Actually, I have yet to say the words “zum mitnehmen” because the waitress sees my plate half empty and asks if I want to take it home. But at least the words are at the ready when needed. And I’ll feel so accomplished.
I haven’t mastered the art of ordering at German restaurants, but so far it’s been safe to point at the item on the menu.
Of course an Englisch menu translation is not always accurate. Alan ordered a meatloaf with fried egg and french fries (pommes) at the Brauhuas and got a half inch slice of ham with a fried egg on top; not the good ol’ American style dish he was hoping for. I stuck with something more traditional German–fried potato dumplings with sauerkraut. It was delicious. And I had half left for zum mitnehmen.

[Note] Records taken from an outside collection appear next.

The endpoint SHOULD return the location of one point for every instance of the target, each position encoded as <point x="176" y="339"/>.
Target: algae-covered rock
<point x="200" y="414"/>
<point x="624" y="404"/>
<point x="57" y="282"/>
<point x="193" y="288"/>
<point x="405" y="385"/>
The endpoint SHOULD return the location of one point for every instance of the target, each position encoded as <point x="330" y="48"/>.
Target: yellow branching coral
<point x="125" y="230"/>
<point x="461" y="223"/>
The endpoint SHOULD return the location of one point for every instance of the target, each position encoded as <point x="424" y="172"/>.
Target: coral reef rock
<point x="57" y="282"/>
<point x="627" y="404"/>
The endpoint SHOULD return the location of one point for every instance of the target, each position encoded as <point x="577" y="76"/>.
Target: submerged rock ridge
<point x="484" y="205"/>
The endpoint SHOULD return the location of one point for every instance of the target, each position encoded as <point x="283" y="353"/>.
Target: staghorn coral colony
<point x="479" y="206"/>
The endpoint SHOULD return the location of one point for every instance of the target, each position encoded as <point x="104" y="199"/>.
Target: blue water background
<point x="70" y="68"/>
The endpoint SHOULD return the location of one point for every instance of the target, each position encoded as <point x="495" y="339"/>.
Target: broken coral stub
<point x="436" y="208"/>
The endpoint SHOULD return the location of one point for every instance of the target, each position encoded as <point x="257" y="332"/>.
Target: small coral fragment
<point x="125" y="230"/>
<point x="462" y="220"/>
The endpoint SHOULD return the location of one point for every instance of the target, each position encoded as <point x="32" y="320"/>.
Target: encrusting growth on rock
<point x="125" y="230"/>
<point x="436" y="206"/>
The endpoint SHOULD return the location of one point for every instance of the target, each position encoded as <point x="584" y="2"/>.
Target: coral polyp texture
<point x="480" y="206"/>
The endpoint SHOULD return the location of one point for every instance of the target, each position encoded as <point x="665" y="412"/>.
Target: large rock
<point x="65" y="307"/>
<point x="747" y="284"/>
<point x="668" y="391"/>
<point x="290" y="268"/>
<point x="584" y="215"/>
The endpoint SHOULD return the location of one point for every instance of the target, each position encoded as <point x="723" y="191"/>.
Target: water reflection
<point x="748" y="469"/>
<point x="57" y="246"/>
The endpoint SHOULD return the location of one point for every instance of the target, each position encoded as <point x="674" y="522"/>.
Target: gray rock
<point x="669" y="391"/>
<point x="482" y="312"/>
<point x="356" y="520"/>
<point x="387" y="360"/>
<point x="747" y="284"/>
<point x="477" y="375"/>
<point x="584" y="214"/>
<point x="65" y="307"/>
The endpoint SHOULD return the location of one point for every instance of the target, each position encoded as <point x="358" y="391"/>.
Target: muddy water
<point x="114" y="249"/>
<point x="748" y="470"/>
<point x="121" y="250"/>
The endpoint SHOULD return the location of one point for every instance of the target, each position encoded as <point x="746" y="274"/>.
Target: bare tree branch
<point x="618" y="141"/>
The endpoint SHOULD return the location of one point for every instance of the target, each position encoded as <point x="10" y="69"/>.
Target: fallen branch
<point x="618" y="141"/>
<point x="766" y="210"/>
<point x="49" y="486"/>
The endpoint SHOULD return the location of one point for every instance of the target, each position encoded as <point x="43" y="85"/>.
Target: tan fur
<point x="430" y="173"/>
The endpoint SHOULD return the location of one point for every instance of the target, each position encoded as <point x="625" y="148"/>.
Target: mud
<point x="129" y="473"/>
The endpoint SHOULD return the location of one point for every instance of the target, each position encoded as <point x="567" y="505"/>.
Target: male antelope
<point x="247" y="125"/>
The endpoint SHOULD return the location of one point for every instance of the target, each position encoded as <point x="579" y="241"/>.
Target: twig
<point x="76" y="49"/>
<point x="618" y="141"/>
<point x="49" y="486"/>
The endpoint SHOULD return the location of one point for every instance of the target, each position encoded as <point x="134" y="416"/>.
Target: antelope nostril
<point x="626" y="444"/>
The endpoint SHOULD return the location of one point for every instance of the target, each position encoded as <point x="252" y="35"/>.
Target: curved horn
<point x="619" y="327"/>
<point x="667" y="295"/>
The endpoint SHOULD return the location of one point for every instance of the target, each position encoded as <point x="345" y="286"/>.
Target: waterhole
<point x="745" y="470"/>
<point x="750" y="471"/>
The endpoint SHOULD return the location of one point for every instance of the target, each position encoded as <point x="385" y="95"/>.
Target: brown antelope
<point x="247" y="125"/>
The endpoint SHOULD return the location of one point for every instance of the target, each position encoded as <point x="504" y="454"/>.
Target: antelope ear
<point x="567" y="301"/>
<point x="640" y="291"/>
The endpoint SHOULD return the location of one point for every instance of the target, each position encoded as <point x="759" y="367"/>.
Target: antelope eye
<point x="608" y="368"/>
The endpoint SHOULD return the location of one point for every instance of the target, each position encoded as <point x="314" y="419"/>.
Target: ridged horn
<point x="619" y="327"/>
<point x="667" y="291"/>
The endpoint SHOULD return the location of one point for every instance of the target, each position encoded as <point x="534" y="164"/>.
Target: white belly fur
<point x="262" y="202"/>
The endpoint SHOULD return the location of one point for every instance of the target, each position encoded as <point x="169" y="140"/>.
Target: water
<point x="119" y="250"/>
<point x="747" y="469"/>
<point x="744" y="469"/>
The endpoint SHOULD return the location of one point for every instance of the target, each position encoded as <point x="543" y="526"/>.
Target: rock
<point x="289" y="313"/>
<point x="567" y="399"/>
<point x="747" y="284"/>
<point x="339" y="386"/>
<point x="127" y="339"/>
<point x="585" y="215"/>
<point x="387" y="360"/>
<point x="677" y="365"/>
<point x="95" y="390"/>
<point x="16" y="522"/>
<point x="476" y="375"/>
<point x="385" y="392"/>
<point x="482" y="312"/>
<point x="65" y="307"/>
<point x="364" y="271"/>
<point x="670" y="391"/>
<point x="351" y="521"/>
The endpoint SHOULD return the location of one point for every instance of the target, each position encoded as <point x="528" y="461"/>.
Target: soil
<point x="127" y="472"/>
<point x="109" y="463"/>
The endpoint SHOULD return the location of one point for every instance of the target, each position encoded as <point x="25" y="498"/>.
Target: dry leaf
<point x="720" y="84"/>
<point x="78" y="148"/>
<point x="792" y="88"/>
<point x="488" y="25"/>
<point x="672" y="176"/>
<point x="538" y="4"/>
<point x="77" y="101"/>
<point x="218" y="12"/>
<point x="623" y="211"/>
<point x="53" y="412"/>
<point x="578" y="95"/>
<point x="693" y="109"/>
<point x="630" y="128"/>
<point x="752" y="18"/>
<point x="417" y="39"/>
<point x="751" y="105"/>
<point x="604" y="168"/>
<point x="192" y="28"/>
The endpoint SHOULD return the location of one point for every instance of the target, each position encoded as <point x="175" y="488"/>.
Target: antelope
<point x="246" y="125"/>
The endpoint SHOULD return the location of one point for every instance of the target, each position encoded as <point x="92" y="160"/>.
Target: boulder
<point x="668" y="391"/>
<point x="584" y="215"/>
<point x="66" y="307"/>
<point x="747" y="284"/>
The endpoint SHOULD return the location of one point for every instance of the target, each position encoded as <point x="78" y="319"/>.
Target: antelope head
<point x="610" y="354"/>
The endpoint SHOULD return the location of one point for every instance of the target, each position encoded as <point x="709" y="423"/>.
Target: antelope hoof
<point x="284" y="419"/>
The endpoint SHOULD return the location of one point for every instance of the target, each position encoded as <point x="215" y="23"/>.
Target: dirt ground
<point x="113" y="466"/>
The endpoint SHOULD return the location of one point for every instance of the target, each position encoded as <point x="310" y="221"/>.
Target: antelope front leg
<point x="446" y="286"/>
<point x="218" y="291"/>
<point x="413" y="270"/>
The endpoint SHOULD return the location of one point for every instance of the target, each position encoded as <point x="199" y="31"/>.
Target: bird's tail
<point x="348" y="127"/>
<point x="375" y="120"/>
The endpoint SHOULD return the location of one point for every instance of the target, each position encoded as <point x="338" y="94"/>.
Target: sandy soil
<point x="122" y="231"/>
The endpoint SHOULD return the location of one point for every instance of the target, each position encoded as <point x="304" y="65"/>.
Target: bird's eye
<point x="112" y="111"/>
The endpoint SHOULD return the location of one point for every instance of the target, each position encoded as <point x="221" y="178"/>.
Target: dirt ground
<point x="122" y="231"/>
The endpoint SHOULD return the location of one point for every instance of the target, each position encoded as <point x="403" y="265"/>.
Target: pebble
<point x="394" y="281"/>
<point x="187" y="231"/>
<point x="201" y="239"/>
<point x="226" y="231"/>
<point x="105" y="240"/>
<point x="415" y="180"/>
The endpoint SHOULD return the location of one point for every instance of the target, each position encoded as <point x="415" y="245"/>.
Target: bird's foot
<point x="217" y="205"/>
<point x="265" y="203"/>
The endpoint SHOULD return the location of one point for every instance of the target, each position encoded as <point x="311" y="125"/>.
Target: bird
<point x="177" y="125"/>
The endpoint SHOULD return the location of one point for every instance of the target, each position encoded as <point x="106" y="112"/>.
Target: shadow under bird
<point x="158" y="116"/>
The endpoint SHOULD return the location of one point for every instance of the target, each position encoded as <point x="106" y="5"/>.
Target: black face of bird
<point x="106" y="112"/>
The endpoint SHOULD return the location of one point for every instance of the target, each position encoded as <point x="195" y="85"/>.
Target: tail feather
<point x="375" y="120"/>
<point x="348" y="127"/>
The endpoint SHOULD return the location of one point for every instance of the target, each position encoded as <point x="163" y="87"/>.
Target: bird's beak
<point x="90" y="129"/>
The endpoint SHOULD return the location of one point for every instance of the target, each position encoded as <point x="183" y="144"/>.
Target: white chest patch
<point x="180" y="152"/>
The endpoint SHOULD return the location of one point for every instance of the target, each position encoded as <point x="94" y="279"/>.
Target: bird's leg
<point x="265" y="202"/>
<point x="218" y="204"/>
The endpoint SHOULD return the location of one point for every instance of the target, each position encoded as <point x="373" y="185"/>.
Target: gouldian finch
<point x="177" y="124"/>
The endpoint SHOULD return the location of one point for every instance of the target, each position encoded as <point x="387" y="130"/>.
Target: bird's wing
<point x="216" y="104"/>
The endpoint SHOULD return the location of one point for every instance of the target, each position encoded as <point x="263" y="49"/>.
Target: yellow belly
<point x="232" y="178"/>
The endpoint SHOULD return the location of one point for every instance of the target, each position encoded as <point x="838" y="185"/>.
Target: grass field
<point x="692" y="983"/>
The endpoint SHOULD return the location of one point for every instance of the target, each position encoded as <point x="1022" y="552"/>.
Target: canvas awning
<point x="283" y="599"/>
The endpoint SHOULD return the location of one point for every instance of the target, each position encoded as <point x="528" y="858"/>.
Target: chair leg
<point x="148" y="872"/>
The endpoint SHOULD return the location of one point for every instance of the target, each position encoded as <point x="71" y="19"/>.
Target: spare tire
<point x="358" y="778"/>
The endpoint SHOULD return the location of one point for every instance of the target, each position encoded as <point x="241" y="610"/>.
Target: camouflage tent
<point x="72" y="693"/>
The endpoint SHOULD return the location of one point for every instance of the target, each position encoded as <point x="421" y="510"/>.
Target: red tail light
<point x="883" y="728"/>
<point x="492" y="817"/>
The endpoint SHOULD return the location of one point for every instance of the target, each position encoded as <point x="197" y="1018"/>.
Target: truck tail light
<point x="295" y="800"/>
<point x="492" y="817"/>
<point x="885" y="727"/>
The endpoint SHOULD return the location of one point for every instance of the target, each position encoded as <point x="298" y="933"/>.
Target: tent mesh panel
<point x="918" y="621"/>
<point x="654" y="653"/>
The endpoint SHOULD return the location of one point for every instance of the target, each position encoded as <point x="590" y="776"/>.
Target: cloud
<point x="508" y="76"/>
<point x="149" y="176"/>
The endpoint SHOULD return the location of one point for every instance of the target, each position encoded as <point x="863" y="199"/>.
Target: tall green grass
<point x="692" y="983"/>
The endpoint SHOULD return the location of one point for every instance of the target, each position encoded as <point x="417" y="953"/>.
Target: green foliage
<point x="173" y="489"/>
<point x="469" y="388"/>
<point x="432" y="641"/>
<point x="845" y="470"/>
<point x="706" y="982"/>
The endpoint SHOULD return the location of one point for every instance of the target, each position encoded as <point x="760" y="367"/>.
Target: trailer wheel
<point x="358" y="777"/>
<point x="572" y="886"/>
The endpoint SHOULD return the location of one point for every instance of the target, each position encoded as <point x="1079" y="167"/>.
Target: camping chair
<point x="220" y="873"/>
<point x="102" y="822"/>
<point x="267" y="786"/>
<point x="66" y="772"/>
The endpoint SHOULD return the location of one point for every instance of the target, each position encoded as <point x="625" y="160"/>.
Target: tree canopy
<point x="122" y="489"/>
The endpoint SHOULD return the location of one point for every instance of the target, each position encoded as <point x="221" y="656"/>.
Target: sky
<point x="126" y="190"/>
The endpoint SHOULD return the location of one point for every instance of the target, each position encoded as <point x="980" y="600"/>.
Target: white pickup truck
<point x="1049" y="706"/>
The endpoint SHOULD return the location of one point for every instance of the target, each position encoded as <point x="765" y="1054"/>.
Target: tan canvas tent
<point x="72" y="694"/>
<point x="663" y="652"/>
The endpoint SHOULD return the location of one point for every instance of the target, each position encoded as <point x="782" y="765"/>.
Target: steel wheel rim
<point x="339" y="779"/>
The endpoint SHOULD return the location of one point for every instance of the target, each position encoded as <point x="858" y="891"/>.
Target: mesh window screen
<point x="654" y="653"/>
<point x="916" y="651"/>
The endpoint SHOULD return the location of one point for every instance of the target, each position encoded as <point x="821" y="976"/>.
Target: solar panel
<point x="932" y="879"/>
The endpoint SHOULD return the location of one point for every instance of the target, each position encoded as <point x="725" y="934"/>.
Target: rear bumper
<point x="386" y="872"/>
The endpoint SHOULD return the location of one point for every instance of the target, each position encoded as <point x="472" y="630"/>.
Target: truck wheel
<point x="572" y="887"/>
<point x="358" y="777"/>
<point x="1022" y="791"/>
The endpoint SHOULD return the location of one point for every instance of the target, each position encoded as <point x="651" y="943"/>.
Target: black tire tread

As for what we eat at the Mini Haus out of our mini kitchen and our mini fridge and no oven, well it’s all an experiment. Our leftovers have to be classified as “mini” to get a slot in the fridge.
Aside from gummy candy (not Alan, he’ll have nothing to do with them, danke schöen) and kaputt yellow plumbs, we’re trying to buy only from the local grocery stores. As a result, we’ve made pasta a lot; chicken curry a few times; fresh veggies with cheese, slices of deli meat, and a roll. The thing I’ve eaten the most of was inspired by the hotel breakfasts during our 4 days there due to the fire. A roll or bagel with butter & nutella or tee wurst (spreadable sausage) & cream cheese (see above photo).
Three things that have irrevocably altered my future with international eats:
1. When buying German packaged food it is essential to be able to read German. Or you might could have an Old Dear living next door who speaks English and can help you learn to cook. Or you can rely on Google Translate. The instructions don’t always make sense in literal translation, but I get the general idea.
2. You can adjust your computer’s keyboard settings to convert your keys. The German alphabet has a few more letters than English; they are called an “umlaut” (oomlowt), the ö, the ü and the ä. If you don’t type a word that has an umlaut into Google you will not find what you are searching for. Such as Döner.
3. I know I told you about the dairy here, but it has to be said again because I haven’t been big on dairy for some time. Pudding, cream cheese, drinkable yogurt, even the soy milk tastes better. My body isn’t usually fond of dairy, particularly milk, yogurt, pudding and cream cheese. Here? No problems. Except I haven’t tried the milk. I’d be tempted if the soy milk wasn’t so good. I’m either going to live here forever or the U.S. better get their act together on their dairy.
Life in Germany is great simply because of the food. And I have a feeling we haven’t even scratched the surface.